Il est rare que les recherches de pointe ne soient pas d’abord encouragées par les militaires avant de s’étendre aux populations civiles. Mais s’il s’agit d’un implant bioélectronique permettant de transmettre la pensée et d’en accroître les capacités ? Avec Pour un Monde blanc et calme, Brice et Romain Le Roux s’attachent à en démonter les conséquences pour parvenir à la seule conclusion qui s’impose.
C’est au professeur Hoertslein qu’est due la transcellurisation, application du déplacement de masse quasi instantané d’un point A à un point B à un organisme vivant.

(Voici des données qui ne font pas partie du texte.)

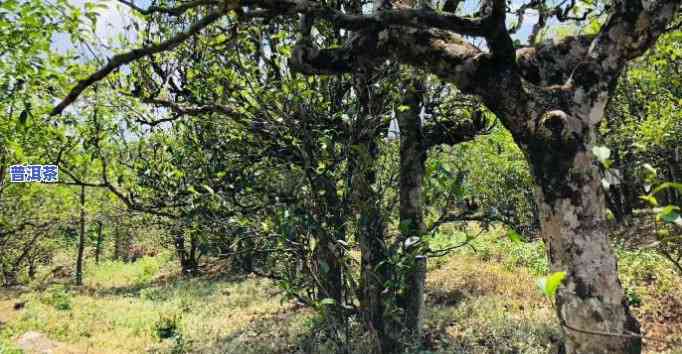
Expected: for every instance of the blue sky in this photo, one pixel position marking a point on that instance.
(113, 20)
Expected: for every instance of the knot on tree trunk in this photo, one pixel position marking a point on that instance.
(560, 129)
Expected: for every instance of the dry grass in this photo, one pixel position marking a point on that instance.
(483, 302)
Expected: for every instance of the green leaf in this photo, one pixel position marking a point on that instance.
(550, 284)
(514, 236)
(668, 185)
(650, 169)
(602, 153)
(23, 117)
(649, 199)
(328, 301)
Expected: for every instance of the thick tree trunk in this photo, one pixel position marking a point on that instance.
(81, 239)
(327, 249)
(412, 158)
(591, 305)
(372, 247)
(98, 246)
(187, 260)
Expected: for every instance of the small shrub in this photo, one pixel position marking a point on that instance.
(59, 297)
(167, 326)
(633, 298)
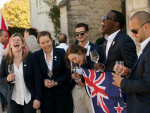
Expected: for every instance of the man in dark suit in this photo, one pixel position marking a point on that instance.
(81, 99)
(119, 47)
(137, 85)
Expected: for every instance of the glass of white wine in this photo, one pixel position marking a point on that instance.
(49, 73)
(119, 68)
(11, 70)
(94, 56)
(73, 67)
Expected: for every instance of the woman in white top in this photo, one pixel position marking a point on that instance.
(24, 82)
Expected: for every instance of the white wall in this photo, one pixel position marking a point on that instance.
(39, 17)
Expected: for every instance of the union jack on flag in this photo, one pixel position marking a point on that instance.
(105, 97)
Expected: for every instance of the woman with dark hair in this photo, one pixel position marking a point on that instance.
(30, 36)
(56, 77)
(23, 80)
(79, 55)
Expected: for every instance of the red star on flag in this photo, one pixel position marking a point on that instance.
(119, 109)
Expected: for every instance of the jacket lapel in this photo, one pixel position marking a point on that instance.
(112, 46)
(42, 61)
(55, 58)
(141, 55)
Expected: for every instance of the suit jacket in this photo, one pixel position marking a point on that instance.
(61, 74)
(138, 84)
(121, 49)
(31, 75)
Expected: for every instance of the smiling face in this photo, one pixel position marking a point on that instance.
(46, 43)
(16, 44)
(76, 58)
(108, 24)
(134, 24)
(4, 37)
(82, 38)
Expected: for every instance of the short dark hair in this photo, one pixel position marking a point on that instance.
(82, 25)
(62, 38)
(43, 33)
(73, 49)
(32, 32)
(119, 17)
(1, 32)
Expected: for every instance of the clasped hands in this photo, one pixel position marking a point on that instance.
(49, 83)
(78, 77)
(117, 79)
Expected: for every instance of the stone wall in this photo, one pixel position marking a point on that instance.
(89, 12)
(39, 17)
(133, 6)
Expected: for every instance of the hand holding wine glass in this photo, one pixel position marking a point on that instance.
(11, 76)
(119, 70)
(73, 67)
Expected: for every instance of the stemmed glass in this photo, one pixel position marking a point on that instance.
(11, 70)
(94, 56)
(73, 69)
(49, 73)
(119, 68)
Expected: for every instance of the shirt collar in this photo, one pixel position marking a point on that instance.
(112, 36)
(144, 43)
(1, 45)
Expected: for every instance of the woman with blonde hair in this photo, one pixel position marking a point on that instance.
(20, 72)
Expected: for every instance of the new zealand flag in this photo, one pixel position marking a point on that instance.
(105, 97)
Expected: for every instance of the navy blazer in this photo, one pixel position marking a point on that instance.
(122, 49)
(137, 85)
(31, 76)
(61, 74)
(89, 64)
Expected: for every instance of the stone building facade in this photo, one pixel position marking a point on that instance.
(86, 11)
(39, 17)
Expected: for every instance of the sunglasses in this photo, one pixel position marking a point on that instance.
(80, 33)
(107, 18)
(135, 31)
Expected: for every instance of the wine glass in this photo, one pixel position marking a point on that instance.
(49, 73)
(119, 68)
(73, 66)
(94, 56)
(73, 69)
(11, 70)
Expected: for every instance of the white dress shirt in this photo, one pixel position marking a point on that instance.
(110, 39)
(1, 52)
(63, 46)
(143, 44)
(50, 63)
(79, 70)
(20, 92)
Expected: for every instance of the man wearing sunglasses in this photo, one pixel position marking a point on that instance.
(80, 98)
(120, 47)
(137, 85)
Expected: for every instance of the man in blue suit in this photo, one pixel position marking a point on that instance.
(119, 47)
(137, 86)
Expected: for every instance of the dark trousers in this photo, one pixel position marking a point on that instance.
(55, 103)
(16, 108)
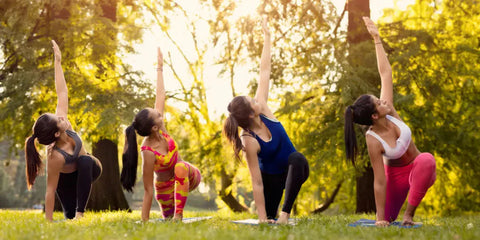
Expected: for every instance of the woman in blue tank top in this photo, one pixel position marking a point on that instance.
(273, 162)
(70, 169)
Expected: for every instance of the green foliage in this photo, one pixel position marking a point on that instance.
(116, 225)
(103, 91)
(435, 54)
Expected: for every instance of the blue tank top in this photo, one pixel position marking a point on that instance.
(273, 155)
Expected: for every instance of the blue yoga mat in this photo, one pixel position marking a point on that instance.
(251, 221)
(371, 223)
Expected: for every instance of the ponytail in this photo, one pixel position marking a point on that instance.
(230, 130)
(129, 159)
(32, 160)
(350, 137)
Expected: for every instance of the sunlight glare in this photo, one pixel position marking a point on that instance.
(245, 8)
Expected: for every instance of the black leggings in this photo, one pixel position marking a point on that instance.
(73, 189)
(291, 181)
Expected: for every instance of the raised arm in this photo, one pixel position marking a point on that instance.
(160, 90)
(265, 66)
(60, 85)
(384, 68)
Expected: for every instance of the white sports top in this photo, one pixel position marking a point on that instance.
(402, 142)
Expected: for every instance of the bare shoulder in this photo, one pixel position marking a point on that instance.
(55, 160)
(373, 144)
(249, 142)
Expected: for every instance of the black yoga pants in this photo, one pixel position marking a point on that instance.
(73, 189)
(291, 181)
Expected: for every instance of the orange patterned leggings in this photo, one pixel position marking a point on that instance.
(172, 194)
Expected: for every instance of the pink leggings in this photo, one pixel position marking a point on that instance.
(416, 177)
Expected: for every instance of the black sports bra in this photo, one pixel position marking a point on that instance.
(69, 159)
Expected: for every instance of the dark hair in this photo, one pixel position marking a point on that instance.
(44, 130)
(142, 124)
(240, 111)
(361, 113)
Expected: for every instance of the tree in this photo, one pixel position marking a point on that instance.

Il en fut donc le premier expérimentateur, assuré qu’on ne peut avoir de confiance absolue en personne. La Ligne de chute de Grégory Covin en est la parfaite illustration.
Anthony Boulanger signe la dernière nouvelle de cette anthologie avec La Décohérence selon Heisenberg & Freeman, une interprétation toute personnelle des conséquences de la physique quantique aussi élégante que poétique.
Entre maladies venues d’ailleurs ou créations bien de chez nous… des textes qui invitent à la réflexion : sous-couvert d’acter la fin de l’espèce, chacun n’est au final qu’une mise en garde doublée d’un plaidoyer contre la « science sans conscience ».